L1 associated breakpoints and sequences. (A) Six L1 sequences in the 210-kb region are aligned to the active LINE-1 (L1.2) prototype sequence (46). These L1 elements showed >80% sequence homology to the prototype over 1,000 bp. Note that all L1s were truncated, retaining only a 3′ portion of the sequence, and most breakpoints were located at the 5′ end of the retained sequence. EN, endonuclease; RT, reverse transcriptase; C, cysteine-rich region. (B) Rearrangements and sequence of breakpoints in MB436 and LS180; note sequence homology to the L1 prototype.

Sequence of the t(3;8) Break.

The sequence of the normal chromosome 3 region in which the translocation occurred was determined by sequencing of an 8.4-kb phage subclone from the D3S1480 phage (shown in Fig. 1) that crossed the 3p14.2 breakpoint. The position of the breakpoint was determined by amplification of products from a der 3 (8qter → 8q24∷3p14.2 → 3qter) hybrid (41) with primer pairs designed from the 8,392-bp sequence (numbered 1–8,392 from telemeric end; GenBank accession no. AF019967). The breakpoint was between nucleotides 1,086 and 1,608, which includes an Alu from 1,287 to 1,608. Thus, the breakpoint is in an Alu or within 200 bp of the Alu sequence.

DISCUSSION

The Fragile Region.

The structural basis for the cytogenetically visible chromosomal gaps that define fragile sites is not known, although the heritable fragile sites thus far defined somehow transmit expanded repeats at the nucleotide level to an aberrant chromatin structure that appears as a gap in metaphase chromosomes. At least one heritable fragile site can be associated with a deletion, with one deletion endpoint located within 20 kb of the expanded triplet repeat. It may be that the fragile site or gap corresponds to a single or double strand break within the triplet caused by the interference with DNA replication and that the deletion is then caused by incorrect repair of the break; thus, the actual site of the break or fragility is lost in the repaired chromosome. Not all expanded triplet sequences have been identified as fragile. Thus, there must be other components of chromatin that affect fragility, possibly including surrounding sequence, time of DNA replication, and level and tissue specificity of expression, although no characteristics aside from expanded polymorphic repeat sequences have been definitively associated with fragile site detection.

The basis for fragility at common fragile sites is not known, but it has been shown previously that the FRA3B “site” at 3p14.2 represents a broad region of fragility (13, 14) that may extend at least a megabase, with an epicenter of a few hundred kilobases surrounding the FHIT exon 5 (15), in which more than 60% of induced gaps occur.
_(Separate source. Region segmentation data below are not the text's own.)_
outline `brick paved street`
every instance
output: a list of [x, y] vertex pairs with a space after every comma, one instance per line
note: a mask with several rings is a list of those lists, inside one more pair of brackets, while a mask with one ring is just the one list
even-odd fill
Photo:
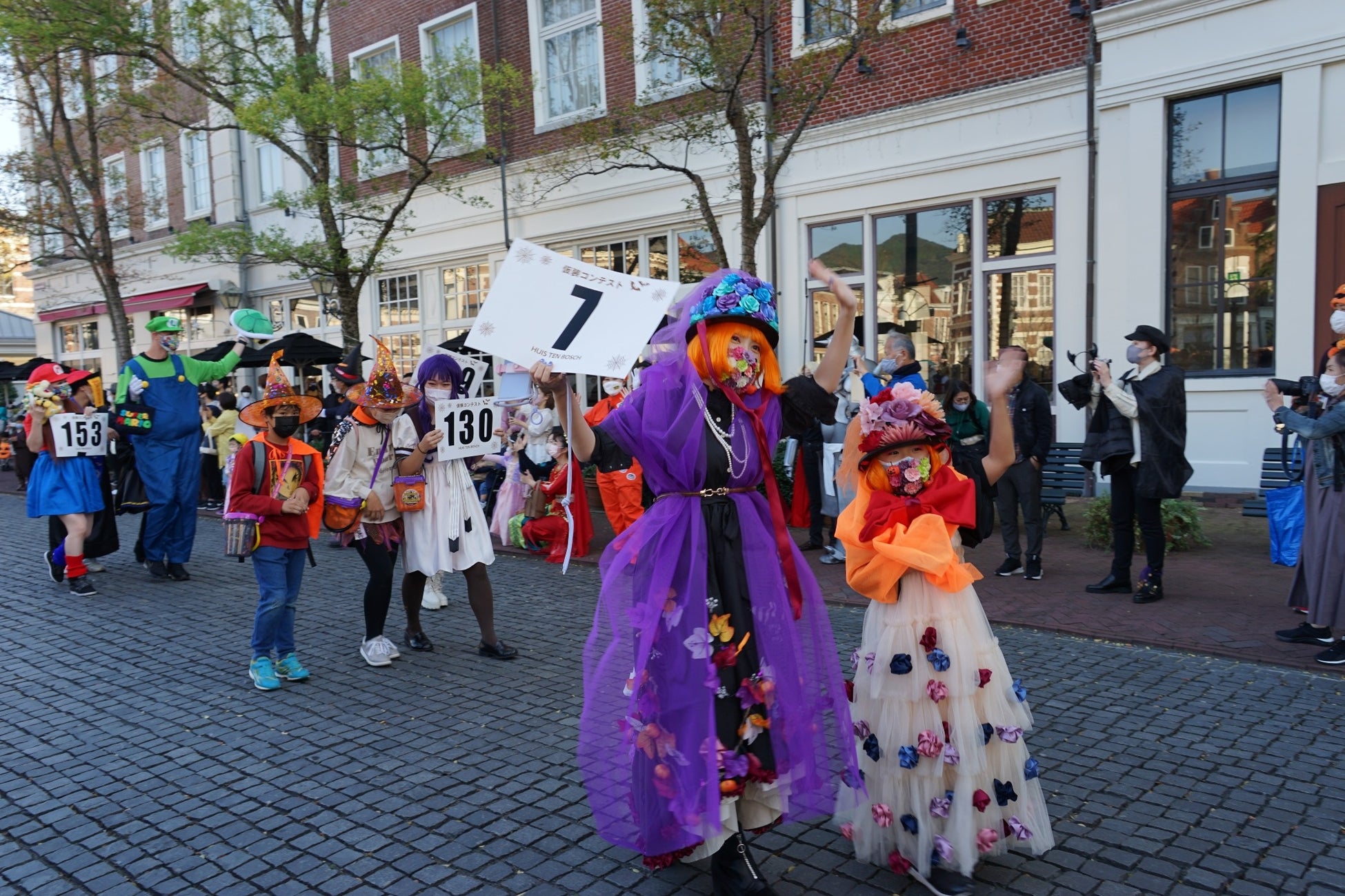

Nearly 300 kb of the fragile region has now been sequenced, and the basis for fragility across the region is not obvious. Because all individuals express this fragile region, specific polymorphisms would not be expected to be associated with fragility, although they might affect the degree of fragility. Without DNA from genetically unaffected individuals, the fragile sequence(s) will be difficult to identify. Numerous molecular genetic landmarks, such as translocations, insertion sites, somatic cell hybrid breakpoints, and cancer cell deletion breakpoints, have been placed precisely within the ≈300-kb context and certain conclusions can be inferred.

The Sequence.

In our analysis of positions of chromosomal fragile sites relative to FHIT exons, we found that an exon 4 cosmid was centromeric to ≈70% of the gaps and found that cosmid 63 was telomeric to ≈84% of the gaps (15). Thus, we chose to sequence a 210-kb region starting at cosmid 63 in midintron 5 and ending in intron 4; in combination with the published partial sequence of intron 4 (17), a 276-kb sequence encompassing the majority of fragile “breaks,” is now available. The total region, although in a Giemsa-light chromosome band, is AT rich and Alu depleted relative to the whole genome. There are numerous short and long repeats distributed over the region, including some triplet repeats, but neither the overall structure nor the specific regions within the sequence provided clues to the exact points within the sequence that are responsible for induced gaps. To pinpoint sites of fragile breaks, others have used aphidicolin-induced hybrid clones with breaks or plasmid insertions in 3p14.2 (7, 13, 18) to isolate sequences involved in breakage. The hybrid breaks and plasmid integration flanking sites are distributed over the region, as shown in Fig. 4, and their positions do not suggest sequence specificity. Presumably, the hybrid breakpoints are breaks that have been repaired so they might not be useful in identifying the actual fragile sites. Possibly one of the pSV2neo-integration site flanking sequences in intron 5 represents an actual fragile site, but the integration also involved deletion of a large intervening sequence. The integration site flanking sequences are in unique sequence falling between the major L1 rich clusters, as summarized in Fig. 4. The comparison of sequences around the integration site to each other, to the 3′ HPV integration site flanking sequences, and to the hybrid break cluster did not yield clues to FRA3B break mechanisms. Another type of breakpoint in the fragile region, but centromeric to the map shown, is the t(3;8) translocation, between FHIT exons 3 and 4. This break occurred within or near an Alu sequence, perhaps similarly to the centromeric side of the HPV16 integration (14), and could represent a sequence susceptible to gap formation. These observations suggest that the fragility in the FRA3B region is not dependent on specific sequences, but perhaps on long-range structural aspects associated with DNA replication, possibly involving transcriptional activity.

Cancer Cell Deletions.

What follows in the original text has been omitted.